EuGH: Altersgrenze 65 mit Gemeinschaftsrecht vereinbar

von Prof. Dr. Christian Rolfs, veröffentlicht am 20.04.2009
Rechtsgebiete: ArbeitsrechtEuGHAltersgrenze|3391 Aufrufe

Der EuGH hält an seiner großzügigen Linie bei der Anerkennung von Regelungen, die eine "Zwangspensionierung" bei Erreichen des Rentenalters vorschreiben, fest. In der Rechtssache Age Concern England hatte er jetzt eine britische Rechtsverordnung zu beurteilen, die in Umsetzung der Richtlinie 2000/78 die Benachteiligung wegen des Alters und anderer Merkmale untersagt. Regulation 30 Absatz 2 dieser Verordnung bestimmt aber auch: "Entlassungen von Personen, auf die diese Verordnung Anwendung findet und die das 65. Lebensjahr vollendet haben, sind nicht nach Maßgabe der Bestimmungen der Teile 2 oder 3 dieser Verordnung rechtswidrig, wenn die Entlassung wegen Versetzung in den Ruhestand erfolgt".

Der EuGH (Urteil vom 5.3.2009 - Rs. C-388/07) beanstandet diese Regelung im Grundsatz nicht: Art. 6 Abs. 1 der Richtlinie 2000/78 eröffne den Mitgliedstaaten ausdrücklich die Möglichkeit, eine Ausnahme vom Grundsatz der Nichtdiskriminierung vorzusehen, wenn die Maßnahme durch rechtmäßige sozialpolitische Ziele wie solche aus den Bereichen Beschäftigungspolitik, Arbeitsmarkt und berufliche Bildung gerechtfertigt sind. Es sei Sache des nationalen Gerichts, zu prüfen, ob die im Ausgangsverfahren fragliche Regelung einem solchen rechtmäßigen Ziel entspricht und ob der nationale Gesetz- oder Verordnungsgeber angesichts des Wertungsspielraums, über den die Mitgliedstaaten im Bereich der Sozialpolitik verfügen, davon ausgehen durfte, dass die gewählten Mittel zur Erreichung dieses Ziels angemessen und erforderlich waren.

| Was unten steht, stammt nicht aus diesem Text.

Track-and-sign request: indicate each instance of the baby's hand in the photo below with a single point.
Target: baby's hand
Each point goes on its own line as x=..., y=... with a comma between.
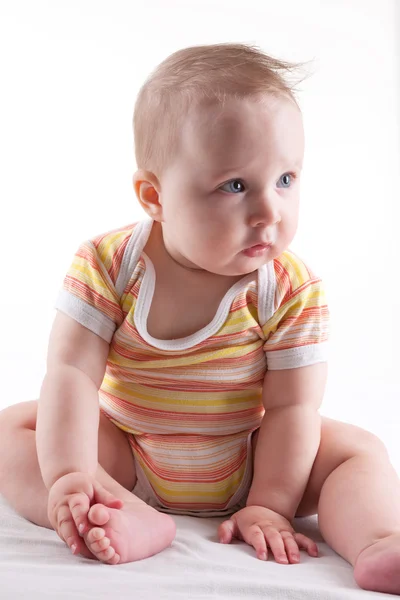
x=70, y=498
x=259, y=526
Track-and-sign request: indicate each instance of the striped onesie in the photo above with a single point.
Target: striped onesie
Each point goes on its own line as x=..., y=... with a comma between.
x=190, y=405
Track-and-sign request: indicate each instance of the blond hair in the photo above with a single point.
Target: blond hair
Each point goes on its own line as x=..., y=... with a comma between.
x=189, y=77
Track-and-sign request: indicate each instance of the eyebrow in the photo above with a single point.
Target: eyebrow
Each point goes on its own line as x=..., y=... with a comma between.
x=296, y=163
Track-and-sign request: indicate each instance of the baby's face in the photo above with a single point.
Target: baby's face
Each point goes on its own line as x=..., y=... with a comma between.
x=234, y=184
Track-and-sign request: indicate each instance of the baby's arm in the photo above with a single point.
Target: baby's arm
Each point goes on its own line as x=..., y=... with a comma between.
x=67, y=425
x=289, y=437
x=68, y=409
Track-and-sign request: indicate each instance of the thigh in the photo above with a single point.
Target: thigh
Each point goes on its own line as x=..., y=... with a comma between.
x=114, y=451
x=339, y=442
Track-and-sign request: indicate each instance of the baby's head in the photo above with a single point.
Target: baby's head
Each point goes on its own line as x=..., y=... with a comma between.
x=219, y=147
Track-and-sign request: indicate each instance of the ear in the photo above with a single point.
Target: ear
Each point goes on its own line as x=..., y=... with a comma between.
x=147, y=189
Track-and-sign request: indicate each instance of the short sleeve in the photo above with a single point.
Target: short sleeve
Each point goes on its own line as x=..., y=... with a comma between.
x=88, y=293
x=297, y=332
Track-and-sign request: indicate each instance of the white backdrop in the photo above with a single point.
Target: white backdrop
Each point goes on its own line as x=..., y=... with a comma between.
x=70, y=72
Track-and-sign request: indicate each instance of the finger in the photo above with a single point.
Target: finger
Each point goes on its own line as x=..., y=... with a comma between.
x=306, y=543
x=291, y=547
x=226, y=531
x=276, y=544
x=103, y=496
x=256, y=539
x=79, y=505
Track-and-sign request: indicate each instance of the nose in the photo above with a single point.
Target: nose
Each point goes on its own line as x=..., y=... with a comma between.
x=265, y=211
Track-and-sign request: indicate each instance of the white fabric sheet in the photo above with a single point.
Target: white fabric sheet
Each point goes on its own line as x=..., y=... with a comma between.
x=36, y=564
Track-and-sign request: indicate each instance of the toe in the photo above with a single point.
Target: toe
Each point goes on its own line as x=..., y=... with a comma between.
x=98, y=514
x=107, y=555
x=99, y=546
x=95, y=535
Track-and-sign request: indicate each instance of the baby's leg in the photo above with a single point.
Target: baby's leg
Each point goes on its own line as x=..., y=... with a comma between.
x=22, y=486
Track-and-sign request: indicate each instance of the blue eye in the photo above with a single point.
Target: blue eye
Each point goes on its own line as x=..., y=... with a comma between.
x=234, y=189
x=287, y=178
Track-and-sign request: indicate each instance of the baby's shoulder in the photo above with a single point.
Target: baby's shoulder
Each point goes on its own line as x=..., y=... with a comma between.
x=291, y=271
x=114, y=240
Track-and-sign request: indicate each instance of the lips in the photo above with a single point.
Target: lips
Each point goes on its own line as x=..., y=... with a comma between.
x=261, y=245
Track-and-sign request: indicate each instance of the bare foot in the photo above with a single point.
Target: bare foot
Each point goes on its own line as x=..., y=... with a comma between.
x=131, y=533
x=377, y=568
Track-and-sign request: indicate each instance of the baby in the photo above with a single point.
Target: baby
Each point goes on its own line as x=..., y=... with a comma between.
x=187, y=361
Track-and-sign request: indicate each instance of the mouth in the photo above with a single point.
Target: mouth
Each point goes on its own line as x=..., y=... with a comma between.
x=257, y=249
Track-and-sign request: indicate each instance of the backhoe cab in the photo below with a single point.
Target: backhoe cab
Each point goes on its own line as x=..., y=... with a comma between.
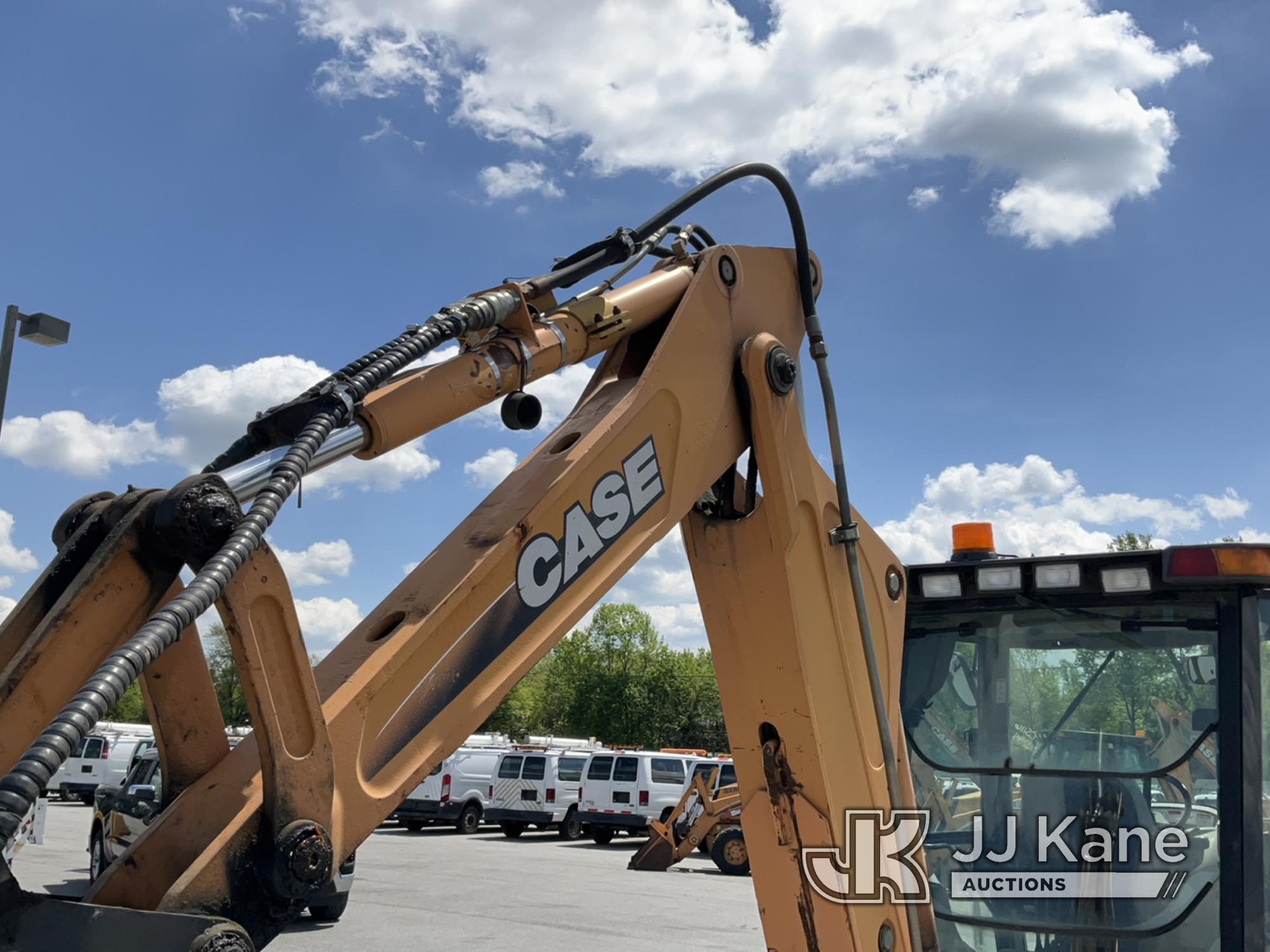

Damit bestätigt der Gerichtshof seine großzügige Linie, die er schon in Sachen Palacios de la Villa (Urt. vom 16.10.2007 - Rs. C-411/05) eingeschlagen hatte. Das BAG hält in ständiger Rechtsprechung Altersgrenzen, die eine Beeendigung des Arbeitsverhältnisses zu einem Zeitpunkt vorsehen, zu der der Arbeitnehmer Rente aus der gesetzlichen Rentenversicherung beanspruchen kann, für zulässig: Zwar verfolge der Arbeitnehmer mit dem Wunsch auf dauerhafte Fortsetzung des Arbeitsverhältnisses über das Erreichen der Regelaltersgrenze hinaus legitime wirtschaftliche und ideelle Anliegen. Das Arbeitsverhältnis sichere seine wirtschaftliche Existenzgrundlage und biete ihm die Möglichkeit beruflicher Selbstverwirklichung. Diesen Interessen diene auch der durch das KSchG gewährleistete Bestandsschutz des Arbeitsverhältnisses. In der Regel handele es sich allerdings um ein Fortsetzungsverlangen eines mit Erreichen der Regelaltersgrenze wirtschaftlich abgesicherten Arbeitnehmers, der bereits ein langes Berufsleben hinter sich habe und dessen Interesse an der Fortführung seiner beruflichen Tätigkeit aller Voraussicht nach nur noch für eine begrenzte Zeit bestehe. Hinzu komme, dass der Arbeitnehmer auch typischerweise von der Anwendung der Altersgrenzenregelungen durch seinen Arbeitgeber Vorteile hatte, weil dadurch auch seine Einstellungs- und Aufstiegschancen verbessert worden seien. Demgegenüber stehe das Bedürfnis des Arbeitgebers nach einer sachgerechten und berechenbaren Personal- und Nachwuchsplanung (z.B. BAG, Urteil vom 27. 7. 2005 - 7 AZR 443/04, AP Nr. 27 zu § 620 BGB Altersgrenze).